Because of sin, work became hard. It will wear you down and wear you out. That’s a promise.

But just because work is hard doesn’t mean it’s bad. Work was given to Adam before sin entered the human race and God called everything He created – even work – “good.”

Work is NOT a necessary evil. It is a necessary GOOD. 


LIE #2: You ARE what you DO

This is especially true for men. If a man meets another man for the first time, what’s the first thing he asks him? So… uh… What do you do?

We don’t care if you’re married or have children. We don’t want to see pictures of your family. It doesn’t matter where you live or have lived. We don’t even care what your name is.

Why? Because that’s NOT your identity. Your identity is what you do.

This lie leads many men to become workaholics.

If you are defined by what you do, then you better do it well and you better do it a lot. We judge others and we judge ourselves by how much money we make, how many projects/people we manage, how productive we are, etc. If you get your identity from your work, then why would you want to be doing anything other than work?

We believe that what we do is who we are.

That’s a LIE!

Men, the TRUTH is: Your identity is NOT found in what you do, but in who you are.

So you have not received a spirit that makes you fearful slaves. Instead, you received God’s Spirit when he adopted you as his own children. Now we call him, “Abba, Father.”” (Romans 8:15, NLT)

You are NOT a slave to the grind! You are NOT a slave to other peoples’ expectations! You are NOT a slave to what other people think of you! You are NOT a slave to your past or your present. What you do is NOT who you are. You are a son of God! That’s your identity – whether you are a minister, mechanic, machinist, or manager.

That’s the truth!

It’s time to reset your mind for the daily grind!

Have a great week doing what God created you to do – WORK.

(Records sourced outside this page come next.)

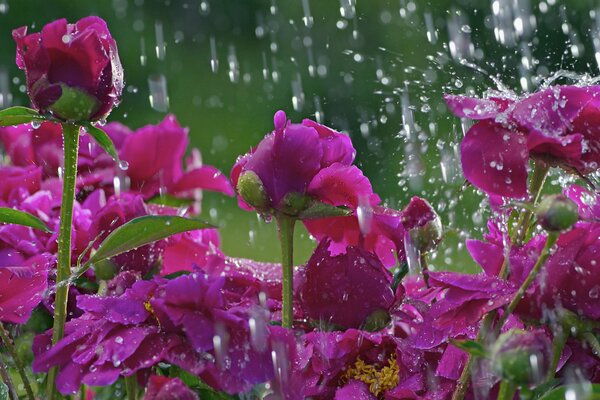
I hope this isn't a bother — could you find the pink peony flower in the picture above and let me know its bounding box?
[445,86,600,198]
[13,17,124,121]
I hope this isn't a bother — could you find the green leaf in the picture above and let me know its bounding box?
[84,123,120,163]
[86,215,214,265]
[0,381,8,400]
[0,106,47,126]
[0,207,52,232]
[147,194,194,207]
[450,340,488,358]
[540,383,600,400]
[298,201,352,219]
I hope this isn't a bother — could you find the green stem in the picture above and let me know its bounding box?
[47,123,79,400]
[498,380,517,400]
[546,328,569,382]
[583,332,600,358]
[0,346,19,400]
[277,214,296,328]
[452,161,550,400]
[0,322,35,400]
[452,311,496,400]
[496,232,558,331]
[511,161,550,245]
[419,254,429,288]
[125,374,138,400]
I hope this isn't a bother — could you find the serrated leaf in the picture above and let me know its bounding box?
[539,384,600,400]
[298,201,352,219]
[450,340,488,358]
[148,194,194,207]
[0,106,47,126]
[86,215,214,265]
[0,207,52,232]
[0,381,9,400]
[84,124,120,162]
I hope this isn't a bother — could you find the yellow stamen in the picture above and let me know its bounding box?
[344,355,400,396]
[144,300,160,328]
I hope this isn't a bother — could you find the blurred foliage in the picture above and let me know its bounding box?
[0,0,600,271]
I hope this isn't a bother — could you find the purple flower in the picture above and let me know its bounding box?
[90,194,165,275]
[0,254,52,324]
[110,115,233,198]
[142,375,198,400]
[231,111,379,214]
[300,240,395,328]
[445,86,600,198]
[294,329,452,400]
[13,17,124,121]
[414,272,516,349]
[304,196,439,267]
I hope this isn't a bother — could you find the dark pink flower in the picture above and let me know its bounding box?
[445,86,600,198]
[294,329,452,400]
[300,240,395,328]
[104,115,233,198]
[231,111,379,214]
[0,254,52,324]
[13,17,124,121]
[304,196,439,267]
[142,375,198,400]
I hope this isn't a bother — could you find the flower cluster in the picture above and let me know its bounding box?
[0,17,600,400]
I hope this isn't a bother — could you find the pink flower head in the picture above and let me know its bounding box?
[13,17,124,121]
[0,254,52,324]
[445,86,600,198]
[142,375,198,400]
[104,115,233,198]
[300,240,394,328]
[231,111,379,214]
[304,196,441,267]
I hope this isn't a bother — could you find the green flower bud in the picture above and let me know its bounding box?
[536,194,579,232]
[49,84,100,121]
[408,214,442,253]
[237,171,270,211]
[491,329,551,387]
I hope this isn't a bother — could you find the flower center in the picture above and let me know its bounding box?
[344,355,400,396]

Watch the talk this post is excerpted from. 




2 thoughts on “TWO LIES We Believe About WORK

  1. Please, please, do not overlook the immense pressure that women also face with respect to their work by saying that it “especially applies to men” or “men, your identity…” In fact, when women look to scripture for guidance we see the description of an “virtuous and capable wife” in Proverbs 31 (who spins flax, gets up early, preps the house, inspects the crops and makes successful investment decisions, works into the night, is always busy, helps the poor and needy, prepares for winter, not only sews items for her clothing and home, but uses her craft to be an entrepreneur… And on top of that has a good attitude, it always kind, keeps track of everything… AND, lastly, has well behaved children and a husband who praises her.)

    I think the point is well taken that our work should not be our identity, but by saying it especially applies to men misses the daily reality and struggles that many women also face. If the need to call out a distinction between genders is necessary, I think it may be more impactful to say, “for men, the struggle tends to look like… And for women…”


    1. Thank you for your comment Kiki. I certainly didn’t mean any disrespect to women. I’m sure many women do face that same pressure, but in my experience, not nearly to the same degree or breadth as men. From my “vast knowledge of the female experience” it seems to me that more women struggle with identity issues related to body-image and motherhood than work. Men can have those struggles too (fatherhood), but the primary tension is with work.
      When a man meets another man the first thing he asks him is “what do you do?” It’s a question of identity. I don’t think this is the opening question for most women. That’s why I said it “especially applies to men.” It applies to everyone that struggles with work-identity, but men in particular have this as a major issue.